Internal estimate: Aramco does not publicly disclose internal electricity consumption. Estimate derived from IEA upstream energy intensity benchmarks applied to Aramco's 13.4 Mboe/d production.
- Hormuz refinery shutdown lost throughput
- 60 million bbl lost
Scope: Line items 2
Aramco shut refineries and declared force majeure during the Mar 2026 Hormuz closure. Estimated ~2M bbl/d lost throughput over ~30 days = 60M bbl at a blended $70/bbl crack-equivalent margin loss.
- Emergency crude rerouting cost premium
- 6 USD/bbl premium
Scope: Line items 3
Rerouting crude via East-West pipeline to Yanbu and Red Sea ports adds $4-8/bbl in pipeline fees, storage, and tanker demurrage vs normal Hormuz routing. Applied to ~300M bbl of diverted volume over crisis period.
Internal estimate: No public Aramco disclosure of rerouting costs. Estimate based on industry shipping and pipeline tariff benchmarks for Saudi East-West pipeline and Red Sea port capacity.

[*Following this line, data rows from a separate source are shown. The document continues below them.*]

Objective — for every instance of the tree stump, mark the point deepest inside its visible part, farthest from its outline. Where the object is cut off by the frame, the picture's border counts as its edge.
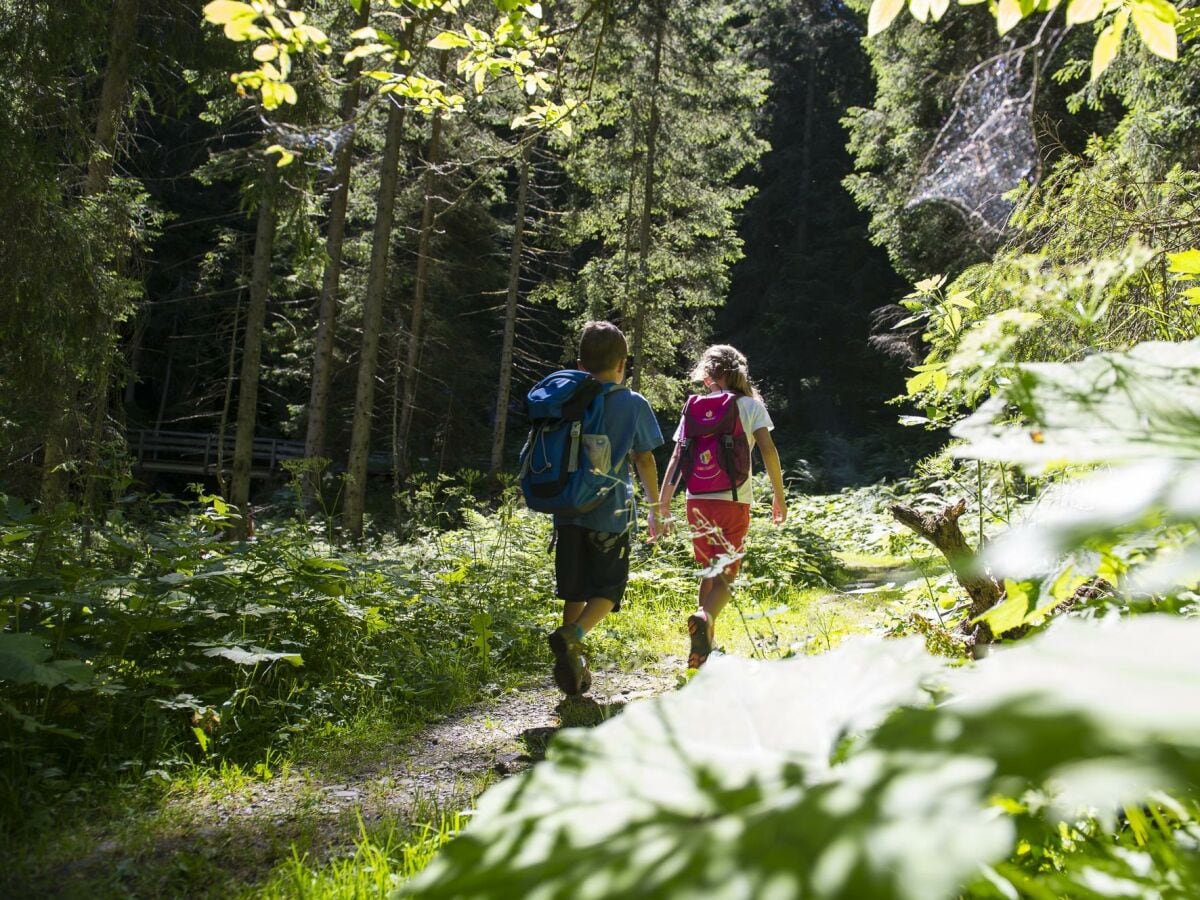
(942, 531)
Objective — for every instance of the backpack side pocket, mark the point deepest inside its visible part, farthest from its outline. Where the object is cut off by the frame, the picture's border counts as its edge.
(599, 453)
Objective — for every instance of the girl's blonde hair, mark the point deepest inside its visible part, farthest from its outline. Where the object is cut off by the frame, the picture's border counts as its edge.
(723, 363)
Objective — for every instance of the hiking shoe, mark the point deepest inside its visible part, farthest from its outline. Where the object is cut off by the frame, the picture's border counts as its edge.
(571, 672)
(700, 630)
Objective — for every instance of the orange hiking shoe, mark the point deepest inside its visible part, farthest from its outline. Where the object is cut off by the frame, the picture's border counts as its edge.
(700, 630)
(571, 672)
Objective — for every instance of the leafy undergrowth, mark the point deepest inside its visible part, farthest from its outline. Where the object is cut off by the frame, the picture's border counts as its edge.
(233, 711)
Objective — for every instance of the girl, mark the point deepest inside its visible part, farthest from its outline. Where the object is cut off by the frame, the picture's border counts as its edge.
(719, 519)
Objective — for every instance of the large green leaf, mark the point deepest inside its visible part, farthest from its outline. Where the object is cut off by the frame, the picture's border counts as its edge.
(24, 659)
(1110, 407)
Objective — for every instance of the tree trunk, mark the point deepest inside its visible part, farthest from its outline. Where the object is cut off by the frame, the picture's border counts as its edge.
(643, 239)
(327, 317)
(805, 207)
(372, 319)
(121, 34)
(123, 31)
(251, 354)
(942, 531)
(227, 401)
(510, 315)
(415, 331)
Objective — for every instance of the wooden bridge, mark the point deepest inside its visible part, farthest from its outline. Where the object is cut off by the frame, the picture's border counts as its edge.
(196, 454)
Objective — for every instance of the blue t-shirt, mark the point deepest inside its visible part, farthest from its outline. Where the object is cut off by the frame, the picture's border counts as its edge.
(631, 427)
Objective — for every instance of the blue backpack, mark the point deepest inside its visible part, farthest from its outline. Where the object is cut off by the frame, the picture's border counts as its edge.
(567, 461)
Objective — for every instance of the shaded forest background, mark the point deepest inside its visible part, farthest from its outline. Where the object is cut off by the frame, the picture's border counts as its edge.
(145, 285)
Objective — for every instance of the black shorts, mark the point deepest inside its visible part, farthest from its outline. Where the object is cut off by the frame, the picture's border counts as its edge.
(591, 564)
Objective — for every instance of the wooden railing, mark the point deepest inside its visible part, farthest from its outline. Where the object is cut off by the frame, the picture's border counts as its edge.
(192, 453)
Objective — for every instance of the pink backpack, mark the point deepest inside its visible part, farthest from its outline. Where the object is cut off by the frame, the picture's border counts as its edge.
(715, 455)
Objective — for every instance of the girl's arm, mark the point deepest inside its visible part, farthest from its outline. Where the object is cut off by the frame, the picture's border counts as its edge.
(771, 462)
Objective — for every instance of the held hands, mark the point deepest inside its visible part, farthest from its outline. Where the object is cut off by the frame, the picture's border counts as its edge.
(659, 523)
(779, 509)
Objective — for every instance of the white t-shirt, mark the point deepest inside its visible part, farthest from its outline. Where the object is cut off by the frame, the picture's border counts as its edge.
(754, 415)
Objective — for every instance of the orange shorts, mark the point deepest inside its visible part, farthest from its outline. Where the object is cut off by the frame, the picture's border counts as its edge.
(718, 528)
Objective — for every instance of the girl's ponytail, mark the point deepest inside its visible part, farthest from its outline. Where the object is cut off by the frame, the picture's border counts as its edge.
(729, 365)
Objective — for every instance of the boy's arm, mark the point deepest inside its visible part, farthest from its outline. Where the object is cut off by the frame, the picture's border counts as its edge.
(771, 462)
(669, 487)
(648, 474)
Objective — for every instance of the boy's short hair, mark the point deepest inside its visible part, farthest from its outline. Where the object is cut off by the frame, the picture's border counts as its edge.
(601, 347)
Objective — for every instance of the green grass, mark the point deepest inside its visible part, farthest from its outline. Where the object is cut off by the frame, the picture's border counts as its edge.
(385, 855)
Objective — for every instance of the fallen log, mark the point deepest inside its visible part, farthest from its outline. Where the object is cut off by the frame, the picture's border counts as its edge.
(943, 532)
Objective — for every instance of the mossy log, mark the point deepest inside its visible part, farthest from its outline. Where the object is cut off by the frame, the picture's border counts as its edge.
(942, 531)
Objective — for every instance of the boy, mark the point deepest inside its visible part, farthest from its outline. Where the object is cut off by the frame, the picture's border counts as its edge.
(592, 550)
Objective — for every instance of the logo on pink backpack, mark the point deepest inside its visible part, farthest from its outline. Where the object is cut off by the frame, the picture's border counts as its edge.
(715, 453)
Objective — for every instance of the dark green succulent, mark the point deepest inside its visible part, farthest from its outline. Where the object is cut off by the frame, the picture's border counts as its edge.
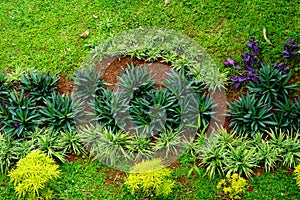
(4, 87)
(39, 85)
(288, 114)
(272, 85)
(59, 112)
(86, 83)
(250, 115)
(18, 115)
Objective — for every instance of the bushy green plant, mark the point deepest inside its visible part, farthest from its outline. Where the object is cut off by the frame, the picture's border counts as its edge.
(105, 145)
(241, 160)
(288, 146)
(233, 186)
(205, 109)
(71, 142)
(50, 143)
(7, 155)
(39, 85)
(267, 154)
(272, 85)
(168, 142)
(140, 146)
(18, 115)
(250, 115)
(33, 174)
(150, 177)
(217, 148)
(86, 83)
(4, 88)
(288, 114)
(60, 111)
(213, 157)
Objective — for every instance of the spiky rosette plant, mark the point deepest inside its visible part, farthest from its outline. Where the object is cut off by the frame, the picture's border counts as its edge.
(39, 85)
(86, 83)
(4, 88)
(287, 114)
(60, 110)
(272, 86)
(18, 115)
(250, 115)
(106, 146)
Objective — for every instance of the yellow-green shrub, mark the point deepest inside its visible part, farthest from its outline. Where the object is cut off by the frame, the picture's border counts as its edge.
(150, 177)
(297, 173)
(32, 175)
(233, 186)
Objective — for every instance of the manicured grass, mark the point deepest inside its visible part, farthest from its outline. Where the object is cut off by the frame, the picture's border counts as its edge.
(45, 34)
(88, 180)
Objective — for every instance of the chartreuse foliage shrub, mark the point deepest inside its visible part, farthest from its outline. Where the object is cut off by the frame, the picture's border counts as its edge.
(150, 177)
(33, 174)
(233, 186)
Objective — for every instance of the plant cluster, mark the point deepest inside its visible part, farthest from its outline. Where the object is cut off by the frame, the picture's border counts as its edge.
(33, 175)
(148, 108)
(249, 71)
(36, 103)
(297, 174)
(266, 105)
(233, 186)
(150, 177)
(227, 153)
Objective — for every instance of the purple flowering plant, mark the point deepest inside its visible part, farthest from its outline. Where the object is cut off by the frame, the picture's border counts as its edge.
(248, 71)
(251, 63)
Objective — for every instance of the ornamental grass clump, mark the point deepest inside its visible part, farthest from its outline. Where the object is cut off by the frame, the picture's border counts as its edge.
(233, 186)
(150, 177)
(33, 175)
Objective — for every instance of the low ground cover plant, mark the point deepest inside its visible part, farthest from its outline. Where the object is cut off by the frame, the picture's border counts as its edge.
(33, 174)
(233, 186)
(150, 177)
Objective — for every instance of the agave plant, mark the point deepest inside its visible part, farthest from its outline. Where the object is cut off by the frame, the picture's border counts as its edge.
(103, 109)
(51, 144)
(168, 142)
(7, 156)
(272, 85)
(4, 88)
(71, 142)
(105, 145)
(18, 115)
(213, 157)
(248, 114)
(59, 112)
(86, 83)
(39, 85)
(240, 160)
(140, 146)
(288, 146)
(267, 154)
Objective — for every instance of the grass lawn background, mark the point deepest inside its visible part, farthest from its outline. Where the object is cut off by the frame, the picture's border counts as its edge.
(44, 35)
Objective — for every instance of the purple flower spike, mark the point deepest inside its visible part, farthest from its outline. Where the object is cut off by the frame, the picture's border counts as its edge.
(230, 61)
(290, 48)
(238, 80)
(280, 67)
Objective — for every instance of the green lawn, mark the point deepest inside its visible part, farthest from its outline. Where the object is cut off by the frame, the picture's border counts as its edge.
(45, 34)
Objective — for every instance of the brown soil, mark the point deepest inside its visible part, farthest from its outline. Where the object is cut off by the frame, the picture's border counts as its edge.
(158, 70)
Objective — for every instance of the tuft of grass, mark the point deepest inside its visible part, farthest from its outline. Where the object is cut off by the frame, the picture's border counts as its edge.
(45, 34)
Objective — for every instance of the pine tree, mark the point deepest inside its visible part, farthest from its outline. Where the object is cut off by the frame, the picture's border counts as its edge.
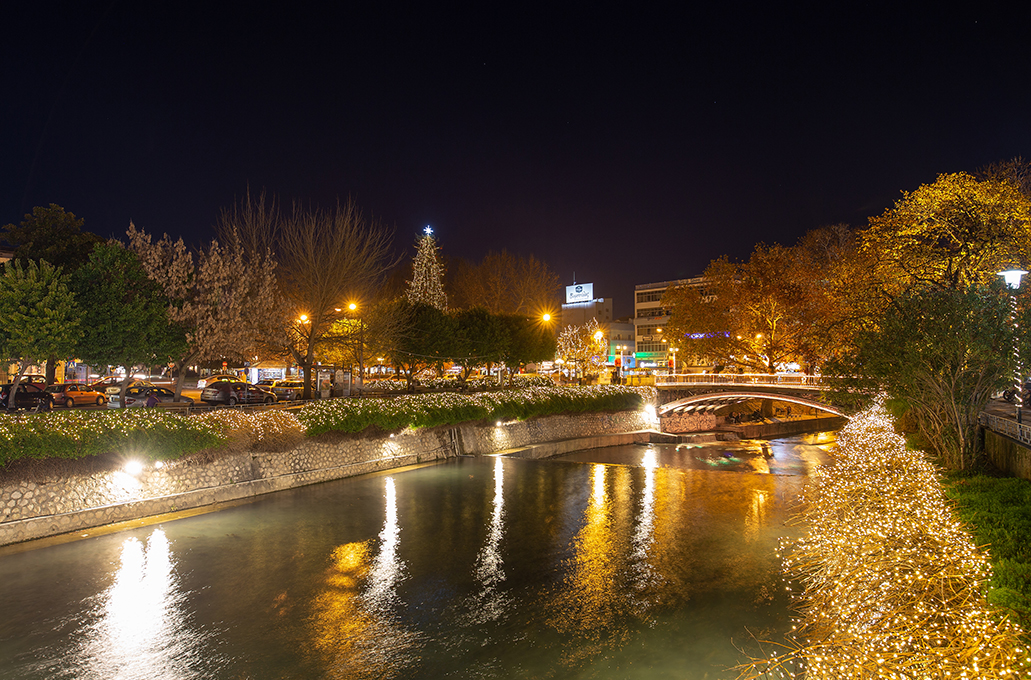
(427, 285)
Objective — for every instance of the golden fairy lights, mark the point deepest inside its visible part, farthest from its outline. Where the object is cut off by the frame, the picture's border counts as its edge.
(161, 434)
(892, 584)
(434, 409)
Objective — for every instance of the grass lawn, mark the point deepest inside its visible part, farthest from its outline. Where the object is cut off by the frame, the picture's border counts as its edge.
(997, 511)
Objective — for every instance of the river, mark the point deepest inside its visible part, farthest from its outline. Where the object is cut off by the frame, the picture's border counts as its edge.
(629, 562)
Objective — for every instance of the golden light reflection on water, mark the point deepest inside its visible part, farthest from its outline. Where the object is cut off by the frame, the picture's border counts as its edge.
(644, 534)
(356, 632)
(593, 605)
(755, 517)
(491, 603)
(141, 632)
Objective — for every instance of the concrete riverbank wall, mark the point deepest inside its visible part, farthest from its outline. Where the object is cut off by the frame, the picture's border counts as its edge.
(53, 506)
(1006, 454)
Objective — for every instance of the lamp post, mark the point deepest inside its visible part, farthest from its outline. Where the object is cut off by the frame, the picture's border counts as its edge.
(361, 347)
(1012, 279)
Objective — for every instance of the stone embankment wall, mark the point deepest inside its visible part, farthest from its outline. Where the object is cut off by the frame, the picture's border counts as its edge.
(37, 509)
(1008, 455)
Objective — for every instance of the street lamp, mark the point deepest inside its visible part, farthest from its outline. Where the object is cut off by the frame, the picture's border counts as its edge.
(361, 346)
(1012, 279)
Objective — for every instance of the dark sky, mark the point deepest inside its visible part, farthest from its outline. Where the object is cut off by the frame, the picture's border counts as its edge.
(627, 145)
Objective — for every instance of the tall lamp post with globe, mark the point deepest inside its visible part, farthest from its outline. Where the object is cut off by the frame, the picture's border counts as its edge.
(353, 307)
(1012, 279)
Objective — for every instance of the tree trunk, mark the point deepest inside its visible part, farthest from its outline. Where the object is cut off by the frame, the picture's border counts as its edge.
(11, 404)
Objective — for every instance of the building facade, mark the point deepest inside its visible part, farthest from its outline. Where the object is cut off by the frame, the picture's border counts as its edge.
(653, 349)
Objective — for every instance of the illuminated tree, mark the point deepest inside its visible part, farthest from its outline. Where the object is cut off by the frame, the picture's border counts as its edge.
(529, 340)
(427, 285)
(759, 314)
(940, 354)
(480, 339)
(955, 233)
(424, 339)
(218, 295)
(584, 346)
(56, 236)
(129, 325)
(40, 317)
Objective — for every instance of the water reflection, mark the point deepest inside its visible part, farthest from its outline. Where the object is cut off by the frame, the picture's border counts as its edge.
(387, 570)
(755, 517)
(594, 604)
(656, 565)
(141, 630)
(644, 535)
(356, 629)
(491, 602)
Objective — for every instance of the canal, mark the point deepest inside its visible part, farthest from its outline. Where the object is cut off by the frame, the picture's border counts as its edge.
(630, 562)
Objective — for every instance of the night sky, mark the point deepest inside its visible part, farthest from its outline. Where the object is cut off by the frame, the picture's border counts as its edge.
(627, 145)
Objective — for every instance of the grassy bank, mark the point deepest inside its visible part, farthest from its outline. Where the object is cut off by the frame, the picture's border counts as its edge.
(997, 511)
(166, 435)
(892, 583)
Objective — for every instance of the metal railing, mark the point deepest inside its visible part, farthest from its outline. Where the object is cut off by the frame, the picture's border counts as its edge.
(790, 380)
(1011, 429)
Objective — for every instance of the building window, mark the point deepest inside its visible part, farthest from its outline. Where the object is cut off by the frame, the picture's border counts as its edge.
(650, 296)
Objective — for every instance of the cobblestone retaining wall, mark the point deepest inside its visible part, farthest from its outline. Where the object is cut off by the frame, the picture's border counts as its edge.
(31, 510)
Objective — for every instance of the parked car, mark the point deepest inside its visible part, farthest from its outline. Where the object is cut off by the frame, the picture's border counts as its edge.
(102, 384)
(114, 392)
(29, 396)
(288, 391)
(228, 377)
(138, 396)
(70, 395)
(232, 393)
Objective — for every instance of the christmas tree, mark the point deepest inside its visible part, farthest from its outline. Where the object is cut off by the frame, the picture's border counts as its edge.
(427, 276)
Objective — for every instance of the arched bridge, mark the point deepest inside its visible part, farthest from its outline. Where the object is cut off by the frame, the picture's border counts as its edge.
(705, 393)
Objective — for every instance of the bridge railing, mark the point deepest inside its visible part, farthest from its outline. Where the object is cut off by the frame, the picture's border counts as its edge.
(1011, 429)
(793, 379)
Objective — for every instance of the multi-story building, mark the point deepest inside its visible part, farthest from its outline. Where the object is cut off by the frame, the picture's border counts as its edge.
(580, 306)
(651, 319)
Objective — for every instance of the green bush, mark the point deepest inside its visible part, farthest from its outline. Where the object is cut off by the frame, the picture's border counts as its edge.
(153, 433)
(449, 408)
(158, 434)
(997, 511)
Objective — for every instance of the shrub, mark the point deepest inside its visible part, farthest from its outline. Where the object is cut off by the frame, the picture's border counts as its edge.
(449, 408)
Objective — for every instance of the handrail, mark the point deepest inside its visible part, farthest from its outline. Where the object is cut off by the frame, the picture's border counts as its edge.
(740, 379)
(1011, 429)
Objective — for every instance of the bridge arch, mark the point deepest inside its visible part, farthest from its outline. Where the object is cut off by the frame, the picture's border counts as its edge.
(713, 400)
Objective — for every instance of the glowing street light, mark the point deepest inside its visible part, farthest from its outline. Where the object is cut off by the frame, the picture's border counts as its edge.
(1012, 279)
(353, 307)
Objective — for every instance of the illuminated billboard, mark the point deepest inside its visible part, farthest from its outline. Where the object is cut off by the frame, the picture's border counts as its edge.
(579, 293)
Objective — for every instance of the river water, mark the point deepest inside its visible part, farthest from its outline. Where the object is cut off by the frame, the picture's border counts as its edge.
(630, 562)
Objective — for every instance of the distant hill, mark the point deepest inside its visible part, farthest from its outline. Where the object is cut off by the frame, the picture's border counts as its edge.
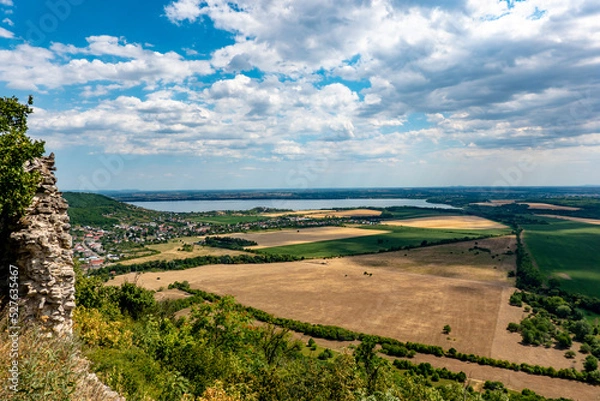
(87, 209)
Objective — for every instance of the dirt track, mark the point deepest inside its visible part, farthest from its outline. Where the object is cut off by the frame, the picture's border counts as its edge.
(448, 222)
(305, 235)
(579, 219)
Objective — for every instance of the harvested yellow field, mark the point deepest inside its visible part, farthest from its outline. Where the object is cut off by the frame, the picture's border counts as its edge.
(298, 213)
(305, 235)
(448, 222)
(409, 298)
(173, 250)
(348, 213)
(170, 294)
(548, 206)
(578, 219)
(406, 306)
(459, 260)
(496, 202)
(323, 213)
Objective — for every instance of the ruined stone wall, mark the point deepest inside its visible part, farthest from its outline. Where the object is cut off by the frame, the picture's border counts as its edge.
(42, 247)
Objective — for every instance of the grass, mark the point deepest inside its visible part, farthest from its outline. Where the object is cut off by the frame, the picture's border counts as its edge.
(173, 249)
(405, 212)
(227, 219)
(50, 369)
(567, 250)
(397, 237)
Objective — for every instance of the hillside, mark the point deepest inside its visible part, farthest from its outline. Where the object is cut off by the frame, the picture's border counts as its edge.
(86, 209)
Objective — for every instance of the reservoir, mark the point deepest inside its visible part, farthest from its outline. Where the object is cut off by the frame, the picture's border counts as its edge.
(288, 204)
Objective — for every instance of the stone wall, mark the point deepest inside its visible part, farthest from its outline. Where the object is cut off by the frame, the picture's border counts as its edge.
(42, 247)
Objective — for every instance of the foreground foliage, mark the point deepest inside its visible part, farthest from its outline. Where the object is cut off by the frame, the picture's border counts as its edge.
(220, 353)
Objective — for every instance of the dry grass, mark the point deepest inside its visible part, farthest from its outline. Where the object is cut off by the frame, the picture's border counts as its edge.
(449, 222)
(410, 296)
(546, 386)
(578, 219)
(170, 294)
(459, 260)
(548, 206)
(305, 235)
(496, 202)
(49, 369)
(406, 306)
(172, 250)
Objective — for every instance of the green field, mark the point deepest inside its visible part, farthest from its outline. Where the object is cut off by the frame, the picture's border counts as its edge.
(407, 212)
(227, 219)
(567, 250)
(397, 237)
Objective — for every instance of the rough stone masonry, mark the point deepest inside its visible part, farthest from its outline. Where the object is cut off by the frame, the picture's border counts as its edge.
(44, 255)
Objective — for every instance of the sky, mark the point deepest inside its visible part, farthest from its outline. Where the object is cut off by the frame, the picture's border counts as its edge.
(293, 94)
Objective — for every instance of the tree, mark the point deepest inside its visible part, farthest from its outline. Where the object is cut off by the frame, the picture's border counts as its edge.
(590, 364)
(17, 185)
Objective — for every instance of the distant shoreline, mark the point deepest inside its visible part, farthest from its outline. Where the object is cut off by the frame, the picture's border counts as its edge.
(434, 193)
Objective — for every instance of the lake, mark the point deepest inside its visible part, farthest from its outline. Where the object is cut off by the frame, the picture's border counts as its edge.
(293, 204)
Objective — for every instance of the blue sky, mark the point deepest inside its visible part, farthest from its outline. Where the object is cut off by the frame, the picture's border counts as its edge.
(191, 94)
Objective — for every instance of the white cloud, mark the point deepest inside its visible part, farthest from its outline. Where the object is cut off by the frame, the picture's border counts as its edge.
(33, 68)
(482, 77)
(183, 10)
(4, 33)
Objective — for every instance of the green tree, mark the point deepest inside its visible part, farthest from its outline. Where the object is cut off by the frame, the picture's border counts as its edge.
(590, 364)
(17, 186)
(16, 148)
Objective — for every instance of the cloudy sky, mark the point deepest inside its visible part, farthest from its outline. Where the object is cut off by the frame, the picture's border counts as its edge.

- Renewable self-supply capex (annualised)
- 5400 USD million/yr
Scope: Line items 4
Building 60 TWh/yr of solar capacity in Saudi Arabia at ~$0.6M/MW installed, ~25% capacity factor, requires ~27 GW. At $600/kW installed cost amortised over 25 years plus O&M, annualised cost ~$5.4B. This is the cost that would have been incurred to avoid crisis exposure.
Annual revenue
$445.7B
Aramco FY2025 Full-Year ResultsMethodology
We modelled what Saudi Aramco would have saved if it had undertaken a sustainability transformation — renewable energy procurement, supply chain diversification, and operational efficiency investments — before the 2022 Russian gas crisis and the 2026 Hormuz disruption. The net figure shows the difference between what Aramco actually paid and what a transformed company would have paid: stable renewable PPAs instead of crisis-era fossil generation costs, diversified inland refining instead of Hormuz-dependent shutdowns, and decentralised export routes instead of emergency rerouting. Aramco's $161B record 2022 profit came from the same crisis that exposed its structural vulnerability. All figures are annualised pre-tax estimates.
Revision history
1av Initial publication with researched data from Aramco FY2025 annual report, 2024 sustainability report, Carbon Tracker analysis, and IEA WEO 2024.
2av Reframed receipt around 2022 Russian gas crisis and 2026 Hormuz disruption. Replaced generic carbon pricing line items with crisis-specific energy procurement spikes, refinery shutdowns, and rerouting costs.